Components are the primary building blocks of Testurio tests. Each component represents a participant in a distributed system — a client sending requests, a server handling them, a message broker, or a database.

The Three Roles

The Server and AsyncServer components serve two distinct roles depending on their configuration:

  • Mock — Only listenAddress is set. The server handles requests directly using hooks (.mockResponse(), .mockEvent()). No real backend is involved.
  • Proxy — Both listenAddress and targetAddress are set. The server forwards traffic to the backend while allowing hooks to inspect (.assert()), transform (.transform(), .proxy()), mock selectively (.mockResponse()), or drop (.drop()) messages in flight.

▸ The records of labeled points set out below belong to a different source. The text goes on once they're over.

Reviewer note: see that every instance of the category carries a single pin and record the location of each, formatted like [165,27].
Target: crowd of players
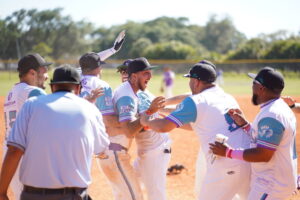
[51,139]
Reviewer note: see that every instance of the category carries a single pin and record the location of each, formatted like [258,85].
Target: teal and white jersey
[104,102]
[15,100]
[207,113]
[274,128]
[125,102]
[148,140]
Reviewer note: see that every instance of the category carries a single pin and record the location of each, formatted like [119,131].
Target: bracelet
[229,152]
[148,112]
[246,127]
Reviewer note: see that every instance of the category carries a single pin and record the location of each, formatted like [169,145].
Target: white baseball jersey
[211,118]
[207,112]
[274,128]
[59,133]
[104,102]
[15,100]
[148,140]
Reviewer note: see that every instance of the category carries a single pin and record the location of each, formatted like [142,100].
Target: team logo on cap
[9,96]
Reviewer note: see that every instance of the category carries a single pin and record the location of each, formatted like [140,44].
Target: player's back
[104,102]
[280,173]
[148,139]
[212,118]
[15,100]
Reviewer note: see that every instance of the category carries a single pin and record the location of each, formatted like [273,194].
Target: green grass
[236,84]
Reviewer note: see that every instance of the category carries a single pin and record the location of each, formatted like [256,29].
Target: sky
[251,17]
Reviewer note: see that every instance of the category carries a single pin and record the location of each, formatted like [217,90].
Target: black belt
[67,190]
[116,147]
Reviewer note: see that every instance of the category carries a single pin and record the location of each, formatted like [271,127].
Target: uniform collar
[267,103]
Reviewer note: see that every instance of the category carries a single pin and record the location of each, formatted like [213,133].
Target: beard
[140,86]
[254,99]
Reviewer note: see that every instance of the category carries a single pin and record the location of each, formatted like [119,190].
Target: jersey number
[10,119]
[232,125]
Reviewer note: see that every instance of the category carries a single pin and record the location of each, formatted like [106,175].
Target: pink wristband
[228,152]
[246,127]
[238,154]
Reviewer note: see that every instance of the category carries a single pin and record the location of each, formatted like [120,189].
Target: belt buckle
[167,150]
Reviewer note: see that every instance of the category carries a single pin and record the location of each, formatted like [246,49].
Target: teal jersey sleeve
[36,92]
[185,113]
[104,102]
[126,108]
[270,132]
[144,102]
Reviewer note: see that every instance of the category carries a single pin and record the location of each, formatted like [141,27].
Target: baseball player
[90,64]
[117,167]
[32,70]
[273,153]
[154,152]
[206,110]
[57,135]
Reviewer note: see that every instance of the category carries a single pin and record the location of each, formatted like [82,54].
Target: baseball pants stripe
[264,196]
[124,176]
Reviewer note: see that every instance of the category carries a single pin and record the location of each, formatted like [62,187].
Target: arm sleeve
[185,113]
[101,141]
[270,132]
[126,109]
[18,134]
[104,102]
[36,92]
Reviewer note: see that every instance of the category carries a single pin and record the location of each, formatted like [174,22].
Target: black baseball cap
[90,61]
[124,66]
[65,74]
[269,78]
[139,64]
[31,61]
[203,71]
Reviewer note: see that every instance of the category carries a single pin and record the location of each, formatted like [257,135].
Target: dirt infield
[184,151]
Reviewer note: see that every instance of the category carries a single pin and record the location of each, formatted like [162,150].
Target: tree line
[56,36]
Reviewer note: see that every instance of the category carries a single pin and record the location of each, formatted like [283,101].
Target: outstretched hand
[218,148]
[288,100]
[119,41]
[238,116]
[157,103]
[95,94]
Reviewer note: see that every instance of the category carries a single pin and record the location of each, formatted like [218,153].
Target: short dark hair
[269,78]
[31,61]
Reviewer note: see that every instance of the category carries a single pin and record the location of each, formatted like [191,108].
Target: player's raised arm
[115,48]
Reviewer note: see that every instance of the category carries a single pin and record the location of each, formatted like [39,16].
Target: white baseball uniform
[154,154]
[207,111]
[117,168]
[274,128]
[12,105]
[104,102]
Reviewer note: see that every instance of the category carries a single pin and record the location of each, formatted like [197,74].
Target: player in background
[273,154]
[154,151]
[33,74]
[292,103]
[91,67]
[206,112]
[168,82]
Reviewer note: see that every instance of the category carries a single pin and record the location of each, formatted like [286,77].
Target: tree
[221,36]
[170,50]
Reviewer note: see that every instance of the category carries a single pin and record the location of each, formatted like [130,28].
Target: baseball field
[185,145]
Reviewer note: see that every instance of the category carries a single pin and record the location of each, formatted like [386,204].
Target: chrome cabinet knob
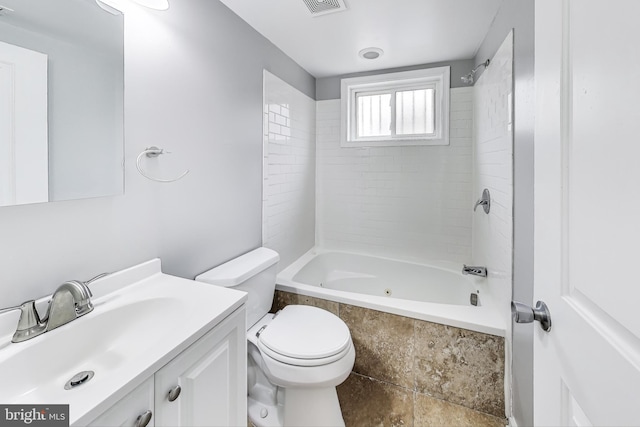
[174,393]
[143,419]
[522,313]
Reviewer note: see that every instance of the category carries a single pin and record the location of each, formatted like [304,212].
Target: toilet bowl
[296,357]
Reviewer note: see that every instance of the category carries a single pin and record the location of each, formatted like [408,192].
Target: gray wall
[193,85]
[519,15]
[329,87]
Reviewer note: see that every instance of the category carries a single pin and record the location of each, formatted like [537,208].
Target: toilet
[296,357]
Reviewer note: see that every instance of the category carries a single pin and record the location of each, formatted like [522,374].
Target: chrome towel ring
[153,152]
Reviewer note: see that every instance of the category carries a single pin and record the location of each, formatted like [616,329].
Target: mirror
[61,101]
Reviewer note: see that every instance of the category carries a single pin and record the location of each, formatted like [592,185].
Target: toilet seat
[305,336]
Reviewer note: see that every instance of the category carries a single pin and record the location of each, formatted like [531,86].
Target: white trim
[439,78]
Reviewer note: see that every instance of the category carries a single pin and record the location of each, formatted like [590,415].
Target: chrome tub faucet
[474,270]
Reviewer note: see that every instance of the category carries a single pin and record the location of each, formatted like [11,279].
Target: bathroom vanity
[157,350]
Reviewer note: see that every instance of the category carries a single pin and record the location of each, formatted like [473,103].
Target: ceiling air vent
[323,7]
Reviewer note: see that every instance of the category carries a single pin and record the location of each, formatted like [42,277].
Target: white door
[587,212]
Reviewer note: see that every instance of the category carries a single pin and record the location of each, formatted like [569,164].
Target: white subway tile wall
[493,169]
[412,202]
[289,170]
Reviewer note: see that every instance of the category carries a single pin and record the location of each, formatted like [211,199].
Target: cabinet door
[211,375]
[127,410]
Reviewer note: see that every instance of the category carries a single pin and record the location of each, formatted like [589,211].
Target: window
[406,108]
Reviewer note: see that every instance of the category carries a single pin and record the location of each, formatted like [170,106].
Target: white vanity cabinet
[211,377]
[205,385]
[131,409]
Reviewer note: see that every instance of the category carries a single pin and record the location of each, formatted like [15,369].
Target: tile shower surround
[380,200]
[412,372]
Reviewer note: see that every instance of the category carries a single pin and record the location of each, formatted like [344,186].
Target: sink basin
[136,327]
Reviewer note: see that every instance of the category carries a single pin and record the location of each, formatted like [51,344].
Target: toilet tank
[254,273]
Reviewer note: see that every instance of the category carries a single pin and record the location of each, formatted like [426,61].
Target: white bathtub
[435,292]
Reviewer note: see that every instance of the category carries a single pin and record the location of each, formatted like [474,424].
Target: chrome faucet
[71,300]
[474,270]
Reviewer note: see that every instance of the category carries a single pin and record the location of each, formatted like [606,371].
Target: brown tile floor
[410,372]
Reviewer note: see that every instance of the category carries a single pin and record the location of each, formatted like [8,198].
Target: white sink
[141,320]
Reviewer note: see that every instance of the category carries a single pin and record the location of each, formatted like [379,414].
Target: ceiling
[410,32]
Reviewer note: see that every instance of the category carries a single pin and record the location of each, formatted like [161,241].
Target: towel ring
[152,152]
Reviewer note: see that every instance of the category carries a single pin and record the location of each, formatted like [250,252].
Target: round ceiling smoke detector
[371,53]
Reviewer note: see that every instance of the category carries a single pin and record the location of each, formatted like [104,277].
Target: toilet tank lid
[238,270]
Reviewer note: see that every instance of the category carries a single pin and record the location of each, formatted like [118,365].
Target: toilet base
[298,407]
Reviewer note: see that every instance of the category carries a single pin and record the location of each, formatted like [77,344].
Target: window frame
[429,78]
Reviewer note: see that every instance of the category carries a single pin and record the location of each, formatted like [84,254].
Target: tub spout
[474,270]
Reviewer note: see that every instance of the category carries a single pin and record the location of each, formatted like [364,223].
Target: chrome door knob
[143,419]
[522,313]
[174,393]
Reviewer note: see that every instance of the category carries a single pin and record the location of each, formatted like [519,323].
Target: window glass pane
[415,112]
[374,115]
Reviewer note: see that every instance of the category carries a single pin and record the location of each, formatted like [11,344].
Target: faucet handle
[29,323]
[29,317]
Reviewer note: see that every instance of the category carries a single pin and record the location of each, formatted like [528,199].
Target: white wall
[289,171]
[518,15]
[193,82]
[406,202]
[493,169]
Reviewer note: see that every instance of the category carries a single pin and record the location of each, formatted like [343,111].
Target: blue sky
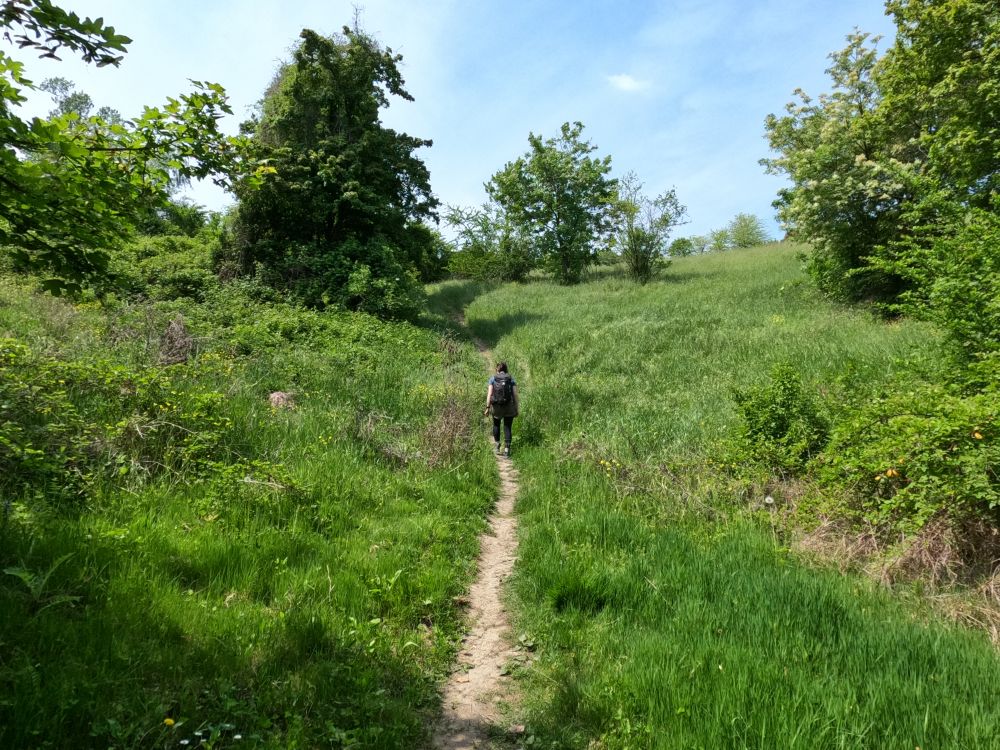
[674,90]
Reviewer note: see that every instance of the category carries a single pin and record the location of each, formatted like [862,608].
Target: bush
[745,230]
[910,456]
[782,427]
[681,247]
[955,272]
[718,241]
[64,425]
[167,267]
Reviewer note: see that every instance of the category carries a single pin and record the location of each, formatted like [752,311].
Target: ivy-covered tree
[560,197]
[338,218]
[72,186]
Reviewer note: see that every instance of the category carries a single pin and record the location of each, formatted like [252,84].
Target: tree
[491,247]
[71,186]
[904,143]
[643,226]
[338,218]
[560,197]
[746,230]
[846,194]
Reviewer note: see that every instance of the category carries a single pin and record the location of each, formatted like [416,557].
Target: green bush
[167,267]
[65,425]
[43,438]
[746,230]
[781,426]
[909,456]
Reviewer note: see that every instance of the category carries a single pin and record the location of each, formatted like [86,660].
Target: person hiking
[502,403]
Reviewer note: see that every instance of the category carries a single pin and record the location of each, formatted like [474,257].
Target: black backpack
[503,389]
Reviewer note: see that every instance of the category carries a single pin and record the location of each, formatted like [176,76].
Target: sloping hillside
[655,573]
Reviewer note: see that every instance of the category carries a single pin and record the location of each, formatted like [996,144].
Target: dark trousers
[507,422]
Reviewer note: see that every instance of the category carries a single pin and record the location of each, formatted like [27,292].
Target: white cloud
[625,82]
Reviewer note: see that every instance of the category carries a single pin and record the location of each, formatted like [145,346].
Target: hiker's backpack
[503,389]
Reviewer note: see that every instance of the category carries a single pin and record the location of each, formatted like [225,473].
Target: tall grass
[664,615]
[297,590]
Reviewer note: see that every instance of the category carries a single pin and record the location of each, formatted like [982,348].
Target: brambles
[782,425]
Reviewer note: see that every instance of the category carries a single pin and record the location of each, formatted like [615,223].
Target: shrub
[167,267]
[64,425]
[746,230]
[910,456]
[681,247]
[782,426]
[719,240]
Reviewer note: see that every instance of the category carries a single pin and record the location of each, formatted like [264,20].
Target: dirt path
[472,695]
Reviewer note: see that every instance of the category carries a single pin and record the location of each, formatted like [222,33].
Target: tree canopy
[338,217]
[71,185]
[560,197]
[899,152]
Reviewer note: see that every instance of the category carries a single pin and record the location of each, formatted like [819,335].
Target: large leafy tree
[899,154]
[338,217]
[72,185]
[559,196]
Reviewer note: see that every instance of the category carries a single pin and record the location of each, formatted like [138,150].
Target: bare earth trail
[471,698]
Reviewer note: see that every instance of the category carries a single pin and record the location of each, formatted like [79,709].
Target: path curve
[470,700]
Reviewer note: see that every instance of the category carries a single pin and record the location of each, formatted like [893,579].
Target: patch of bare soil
[477,687]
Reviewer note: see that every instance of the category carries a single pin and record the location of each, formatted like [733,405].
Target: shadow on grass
[109,667]
[489,332]
[448,299]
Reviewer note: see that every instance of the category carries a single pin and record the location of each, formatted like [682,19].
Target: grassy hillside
[665,611]
[183,562]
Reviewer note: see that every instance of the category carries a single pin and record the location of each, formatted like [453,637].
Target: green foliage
[718,241]
[899,137]
[953,267]
[643,226]
[230,572]
[746,230]
[491,246]
[907,457]
[337,220]
[559,198]
[681,247]
[66,425]
[107,172]
[166,267]
[781,426]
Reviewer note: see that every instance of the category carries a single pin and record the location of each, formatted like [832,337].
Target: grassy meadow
[210,570]
[665,609]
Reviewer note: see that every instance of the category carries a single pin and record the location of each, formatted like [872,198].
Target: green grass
[295,590]
[666,613]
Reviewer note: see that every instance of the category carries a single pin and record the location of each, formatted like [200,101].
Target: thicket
[276,567]
[894,178]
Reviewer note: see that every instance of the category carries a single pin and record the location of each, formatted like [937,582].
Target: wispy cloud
[625,82]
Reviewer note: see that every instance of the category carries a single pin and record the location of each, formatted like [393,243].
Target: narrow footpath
[472,697]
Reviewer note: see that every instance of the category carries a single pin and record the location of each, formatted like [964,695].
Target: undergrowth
[185,564]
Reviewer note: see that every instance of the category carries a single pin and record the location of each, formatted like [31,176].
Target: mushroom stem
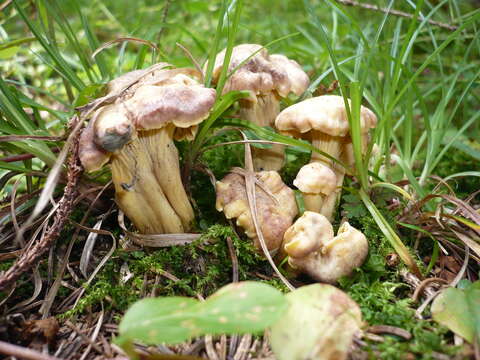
[263,112]
[332,145]
[147,183]
[328,144]
[313,202]
[330,201]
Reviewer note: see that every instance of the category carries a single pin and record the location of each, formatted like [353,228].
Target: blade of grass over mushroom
[267,134]
[219,108]
[231,34]
[19,123]
[51,48]
[390,234]
[355,133]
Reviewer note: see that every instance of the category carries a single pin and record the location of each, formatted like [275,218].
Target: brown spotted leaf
[245,307]
[319,324]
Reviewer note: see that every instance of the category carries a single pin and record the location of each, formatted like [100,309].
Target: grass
[422,81]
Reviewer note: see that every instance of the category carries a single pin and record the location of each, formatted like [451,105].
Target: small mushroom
[323,121]
[135,134]
[268,78]
[276,206]
[313,249]
[316,181]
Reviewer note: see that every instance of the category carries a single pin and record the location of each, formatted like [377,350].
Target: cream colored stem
[331,201]
[330,145]
[313,202]
[148,185]
[263,113]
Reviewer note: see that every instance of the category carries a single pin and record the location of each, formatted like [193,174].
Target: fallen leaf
[459,310]
[319,324]
[239,308]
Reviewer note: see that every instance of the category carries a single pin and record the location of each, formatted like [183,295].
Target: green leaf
[459,310]
[245,307]
[319,324]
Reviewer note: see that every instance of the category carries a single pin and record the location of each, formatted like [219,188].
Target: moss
[201,268]
[454,162]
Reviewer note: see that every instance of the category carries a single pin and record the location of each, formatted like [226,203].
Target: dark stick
[23,353]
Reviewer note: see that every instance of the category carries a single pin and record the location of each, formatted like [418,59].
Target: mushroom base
[148,186]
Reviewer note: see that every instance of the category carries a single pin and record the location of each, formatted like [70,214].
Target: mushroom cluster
[135,135]
[313,249]
[323,121]
[268,79]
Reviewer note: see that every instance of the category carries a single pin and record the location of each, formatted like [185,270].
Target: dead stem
[65,206]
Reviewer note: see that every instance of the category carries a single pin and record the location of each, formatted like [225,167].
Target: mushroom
[135,134]
[267,78]
[312,248]
[323,120]
[316,181]
[276,206]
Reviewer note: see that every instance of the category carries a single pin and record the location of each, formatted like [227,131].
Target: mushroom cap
[336,257]
[262,73]
[92,157]
[316,178]
[324,113]
[124,80]
[307,234]
[274,216]
[154,107]
[112,127]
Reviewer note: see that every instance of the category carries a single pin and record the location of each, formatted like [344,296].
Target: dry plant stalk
[30,257]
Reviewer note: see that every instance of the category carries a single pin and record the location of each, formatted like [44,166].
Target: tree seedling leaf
[245,307]
[459,310]
[319,324]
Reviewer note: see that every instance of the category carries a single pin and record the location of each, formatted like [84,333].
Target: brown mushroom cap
[153,107]
[325,114]
[112,127]
[307,234]
[274,216]
[315,178]
[334,257]
[92,156]
[262,73]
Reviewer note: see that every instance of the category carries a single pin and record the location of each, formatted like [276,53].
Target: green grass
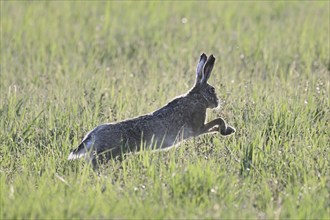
[69,66]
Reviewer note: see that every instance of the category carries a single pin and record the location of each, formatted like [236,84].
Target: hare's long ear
[208,68]
[199,70]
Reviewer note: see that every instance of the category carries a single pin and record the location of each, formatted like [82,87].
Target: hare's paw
[229,130]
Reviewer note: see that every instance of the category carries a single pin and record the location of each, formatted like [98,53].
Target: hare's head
[203,72]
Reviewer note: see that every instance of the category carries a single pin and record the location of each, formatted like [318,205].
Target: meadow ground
[69,66]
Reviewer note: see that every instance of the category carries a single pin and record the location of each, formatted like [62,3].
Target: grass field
[69,66]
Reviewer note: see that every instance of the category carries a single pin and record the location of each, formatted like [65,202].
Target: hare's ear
[208,68]
[199,70]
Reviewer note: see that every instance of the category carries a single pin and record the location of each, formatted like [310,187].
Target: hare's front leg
[218,124]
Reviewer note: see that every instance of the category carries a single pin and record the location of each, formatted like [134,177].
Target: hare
[181,118]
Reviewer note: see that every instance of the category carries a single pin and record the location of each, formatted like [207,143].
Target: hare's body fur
[180,119]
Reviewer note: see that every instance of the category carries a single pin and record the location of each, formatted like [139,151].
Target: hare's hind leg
[218,125]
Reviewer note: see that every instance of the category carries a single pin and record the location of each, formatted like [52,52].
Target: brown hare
[181,118]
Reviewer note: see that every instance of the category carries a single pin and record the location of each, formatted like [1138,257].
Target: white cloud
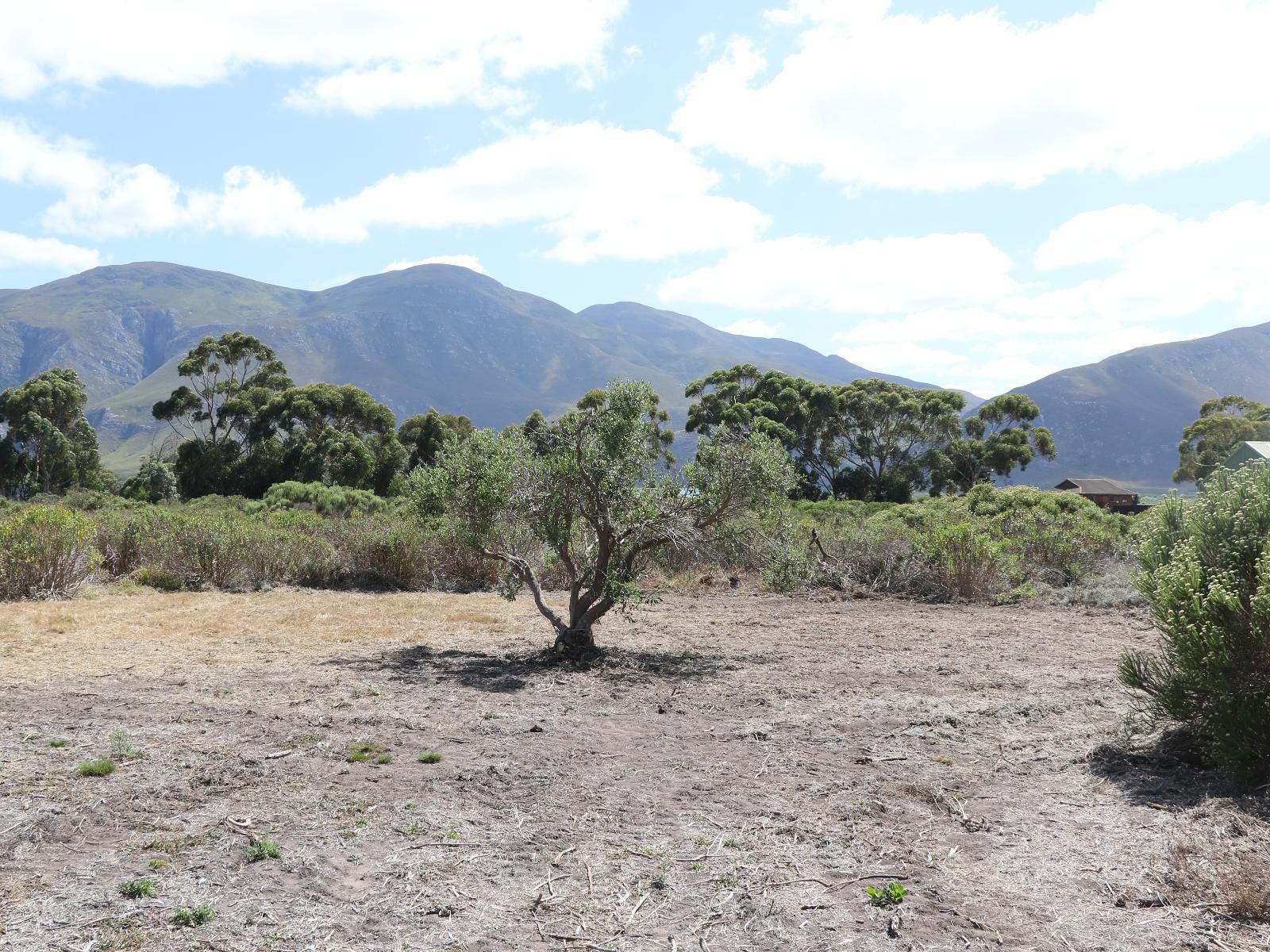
[370,54]
[753,328]
[880,99]
[21,251]
[863,277]
[1172,270]
[1106,235]
[946,308]
[598,190]
[470,262]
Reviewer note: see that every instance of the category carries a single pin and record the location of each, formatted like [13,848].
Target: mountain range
[431,336]
[446,336]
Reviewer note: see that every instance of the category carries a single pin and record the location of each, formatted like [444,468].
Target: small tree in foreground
[591,495]
[1206,573]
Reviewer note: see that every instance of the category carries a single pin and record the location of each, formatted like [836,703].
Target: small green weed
[139,889]
[190,918]
[177,844]
[160,579]
[362,750]
[264,850]
[97,768]
[121,747]
[889,895]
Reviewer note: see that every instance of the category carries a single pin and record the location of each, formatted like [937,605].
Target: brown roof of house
[1094,486]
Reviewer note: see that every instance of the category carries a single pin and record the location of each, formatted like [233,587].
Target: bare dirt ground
[733,776]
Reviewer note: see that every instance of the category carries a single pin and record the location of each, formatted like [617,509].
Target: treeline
[243,427]
[48,446]
[873,440]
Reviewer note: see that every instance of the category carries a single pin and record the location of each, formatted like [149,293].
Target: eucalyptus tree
[48,446]
[799,414]
[887,437]
[336,435]
[215,414]
[1222,425]
[425,436]
[999,438]
[594,494]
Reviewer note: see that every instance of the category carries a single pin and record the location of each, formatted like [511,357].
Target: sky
[965,194]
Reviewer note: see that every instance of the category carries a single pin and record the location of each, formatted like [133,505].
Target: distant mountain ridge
[1122,418]
[431,336]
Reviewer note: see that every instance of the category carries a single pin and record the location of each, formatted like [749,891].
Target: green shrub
[264,850]
[1206,575]
[325,501]
[46,551]
[162,579]
[190,918]
[965,560]
[139,889]
[156,482]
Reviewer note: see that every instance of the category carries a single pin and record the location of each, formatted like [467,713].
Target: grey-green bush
[46,551]
[1206,575]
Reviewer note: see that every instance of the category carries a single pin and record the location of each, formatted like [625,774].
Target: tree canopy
[334,435]
[48,446]
[999,438]
[594,494]
[891,435]
[795,412]
[232,378]
[425,436]
[1222,425]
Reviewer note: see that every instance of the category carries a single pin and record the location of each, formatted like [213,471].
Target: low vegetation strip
[738,771]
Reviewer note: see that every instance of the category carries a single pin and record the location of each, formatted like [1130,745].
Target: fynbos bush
[1206,574]
[46,551]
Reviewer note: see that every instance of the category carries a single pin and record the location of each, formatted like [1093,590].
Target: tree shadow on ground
[1168,772]
[514,670]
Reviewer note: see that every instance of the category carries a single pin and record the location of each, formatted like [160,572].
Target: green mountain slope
[431,336]
[1122,418]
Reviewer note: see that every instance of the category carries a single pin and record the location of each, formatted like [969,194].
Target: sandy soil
[733,777]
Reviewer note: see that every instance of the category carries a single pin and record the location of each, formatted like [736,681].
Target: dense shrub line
[988,545]
[50,550]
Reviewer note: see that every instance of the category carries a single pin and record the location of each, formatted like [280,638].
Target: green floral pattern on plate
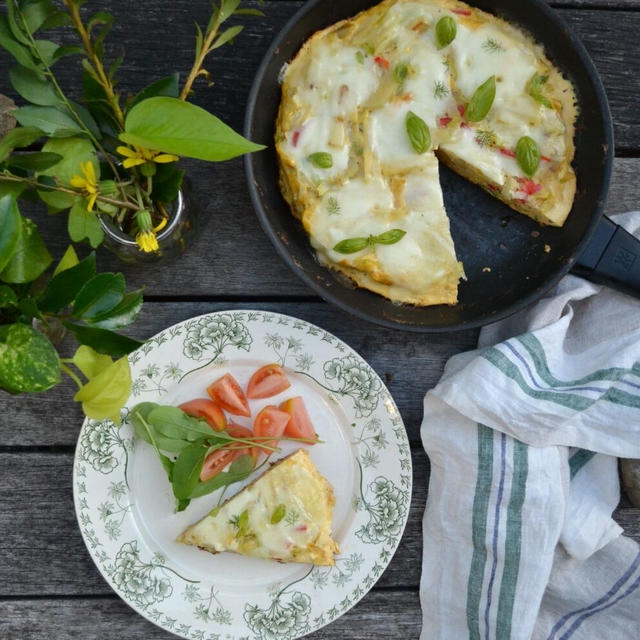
[202,610]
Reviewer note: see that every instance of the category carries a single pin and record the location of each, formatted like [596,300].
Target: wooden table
[49,587]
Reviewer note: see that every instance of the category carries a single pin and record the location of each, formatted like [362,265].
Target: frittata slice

Combined with Client / AsyncClient (which always sends requests to a target), these form the three roles at the heart of every Testurio test:

RoleComponentConfiguration
ClientClient, AsyncClienttargetAddress only
MockServer, AsyncServerlistenAddress only
ProxyServer, AsyncServerlistenAddress + targetAddress

This model works identically across all protocols — HTTP, gRPC, WebSocket, and TCP.

Component Overview

ComponentProtocol TypeRole
ClientSync (HTTP, gRPC Unary)Sends requests to a target server
ServerSyncMock server or proxy
AsyncClientAsync (WebSocket, TCP, gRPC Stream)Sends messages over persistent connections
AsyncServerAsyncMock async server or proxy
PublisherMQ AdapterPublishes messages to topics
SubscriberMQ AdapterSubscribes to and asserts on messages
DataSourceDirect SDKExecutes operations on databases/caches

Client

Sends synchronous requests to a target server. Used with HTTP and gRPC Unary protocols.

typescript
import { Client, HttpProtocol } from 'testurio';

const client = new Client('api', {
  protocol: new HttpProtocol<UserApi>(),
  targetAddress: { host: 'localhost', port: 3000 },
});

Options:

  • protocol — A sync protocol instance (HttpProtocol, GrpcUnaryProtocol)
  • targetAddress — Server address to send requests to ({ host, port })

Step builder methods:

MethodModeDescription
request(operationId, data)actionSend a request
onResponse(operationId)hookRegister a non-blocking response handler
waitResponse(operationId)waitBlock until the response arrives
typescript
const tc = testCase('example', (test) => {
  const api = test.use(client);

  api.request('getUser', { method: 'GET', path: '/users/1' });
  api.onResponse('getUser').assert((res) => res.code === 200);
});

Server

Acts as a mock server or proxy. When only listenAddress is provided, it's a mock. When both listenAddress and targetAddress are provided, it acts as a proxy.

typescript
import { Server, HttpProtocol } from 'testurio';

// Mock server
const mock = new Server('backend', {
  protocol: new HttpProtocol<UserApi>(),
  listenAddress: { host: 'localhost', port: 3000 },
});

// Proxy server
const proxy = new Server('gateway', {
  protocol: new HttpProtocol<UserApi>(),
  listenAddress: { host: 'localhost', port: 3001 },
  targetAddress: { host: 'localhost', port: 3000 },
});

Options:

  • protocol — A sync protocol instance
  • listenAddress — Address to listen on
  • targetAddress(optional) Backend address for proxy mode

Step builder methods:

MethodModeDescription
onRequest(operationId, matcher?)hookHandle incoming request
waitRequest(operationId, matcher?)waitBlock until request arrives
typescript
const tc = testCase('example', (test) => {
  const mock = test.use(server);

  mock.onRequest('getUser', { method: 'GET', path: '/users/1' })
    .mockResponse(() => ({
      code: 200,
      body: { id: 1, name: 'Alice' },
    }));
});

AsyncClient

Sends messages over persistent connections. Used with WebSocket, TCP, and gRPC streaming protocols.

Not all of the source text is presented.